Consequence: users with a corrupt private key and no personal ciphers will silently proceed into a
failed key rotation with a cryptographic error and no actionable diagnostic. They cannot resolve the
corrupt private key via this flow.

The PR's stated goal is to "fix corrupt private keys before key rotation." Silently skipping
regeneration for this user subset undermines that goal without surfacing any information to the
caller about why.

Fix: Return a distinct error variant (e.g., KeyPairRegenerationError::CannotValidateUserKey)
when the private key is undecryptable and no validation cipher is available. Callers can then
surface a meaningful diagnostic to the user ("your private key appears corrupt but we cannot safely
regenerate it because no personal vault items are available to validate the user key").

make_v1 promoted from #[cfg(test)] to pub(crate) — test factory leaked into production compilation

crates/bitwarden-core/src/key_management/account_cryptographic_state.rs:353 Caught by:
Architecture agent Original severity: ♻️ Refactor Original confidence: 83/100 Dismissed
at: Step 4 validation Dismissed because: The #[cfg(test)] attribute is preserved in the diff
— the change is from fn make_v1 to pub(crate) fn make_v1 while #[cfg(test)] remains on the
function. The method is still only compiled in test builds and does not enter production-compiled
code. The finding's central claim was factually incorrect.

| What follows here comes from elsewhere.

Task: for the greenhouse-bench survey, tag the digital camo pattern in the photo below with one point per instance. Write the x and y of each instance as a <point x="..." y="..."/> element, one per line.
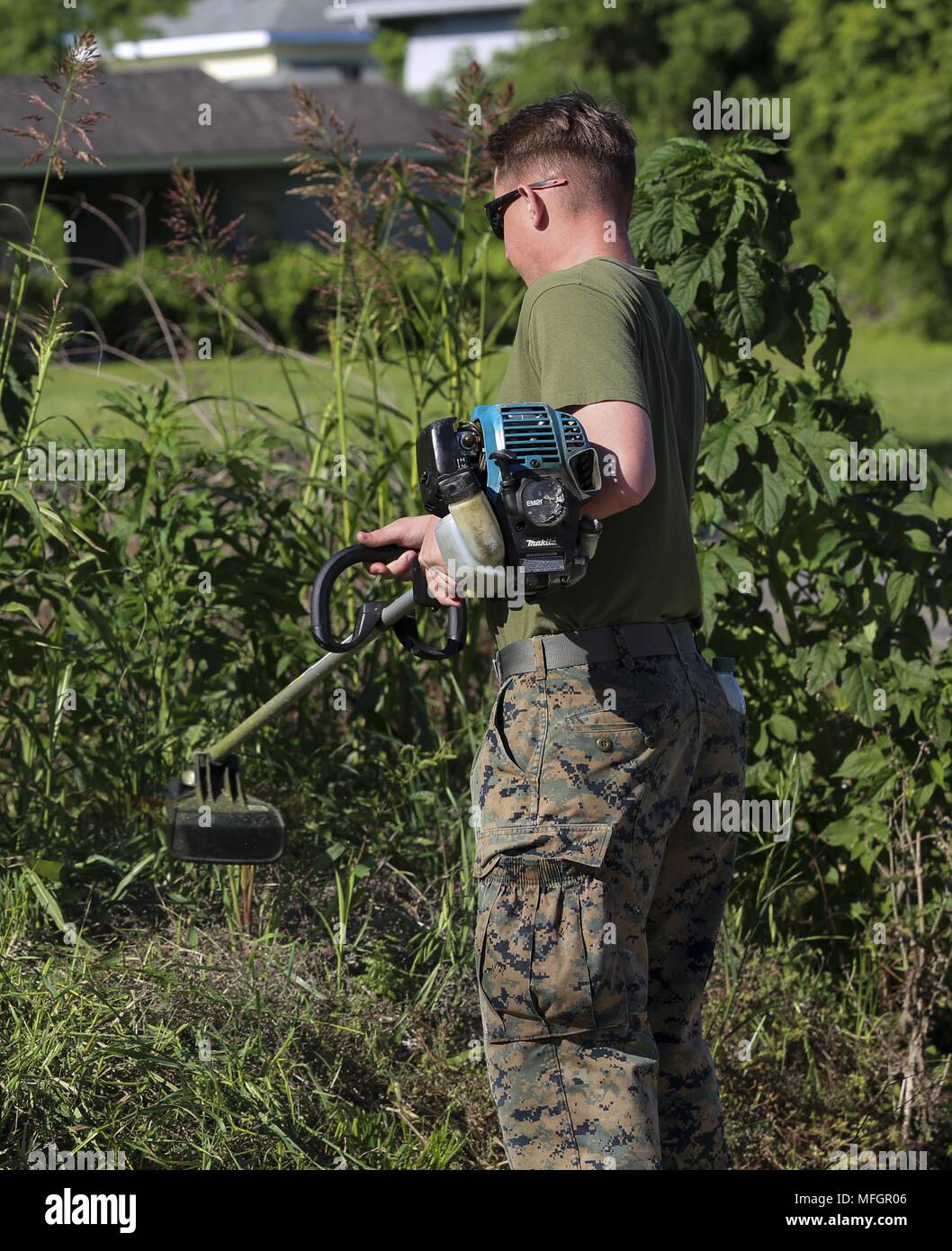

is_v1_symmetric_key added to KeyStoreContext breaks inspection pattern

crates/bitwarden-crypto/src/store/context.rs:400 Caught by: Architecture agent Original
severity: ♻️ Refactor Original confidence: 80/100 Dismissed at: Step 4 validation
Dismissed because: The method is used at four or more call sites across
account_cryptographic_state.rs, regenerate.rs, and should_regenerate.rs. It encapsulates the
V1-specific algorithm comparison in a clearly named predicate, reducing coupling to the internal
SymmetricKeyAlgorithm::Aes256CbcHmac enum variant. A senior engineer would not flag a well-used
helper as refactor-worthy tech debt.

Tests for unimplemented KeyConnector/TDE rotation deleted without replacement

crates/bitwarden-user-crypto-management/src/key_rotation/rotate_user_keys.rs:57 Caught by:
Code quality agent Original severity: ⚠️ Important Original confidence: 90/100 Dismissed
at: Step 5 severity audit Dismissed because:
test_rotate_user_keys_key_connector_returns_unimplemented and
test_rotate_user_keys_tde_returns_unimplemented are present in the post-PR file at lines 272–331,
still calling internal_rotate_user_keys where the guard for these methods remains. No coverage gap
exists.

Sync API failure test deleted after moving sync call to public method

crates/bitwarden-user-crypto-management/src/key_rotation/rotate_user_keys.rs:80 Caught by:
Code quality agent Original severity: ⚠️ Important Original confidence: 85/100 Dismissed
at: Step 5 severity audit Dismissed because: Both tests are present in the post-PR files.
test_rotate_user_keys_api_failure_returns_api_error exists at lines 333–365 in
rotate_user_keys.rs, and
test_password_change_and_rotate_user_keys_sync_api_failure_returns_api_error exists at lines
255–286 in password_change_and_rotate_user_keys.rs. The diff removed old test implementations and
new equivalents were added as part of the refactor.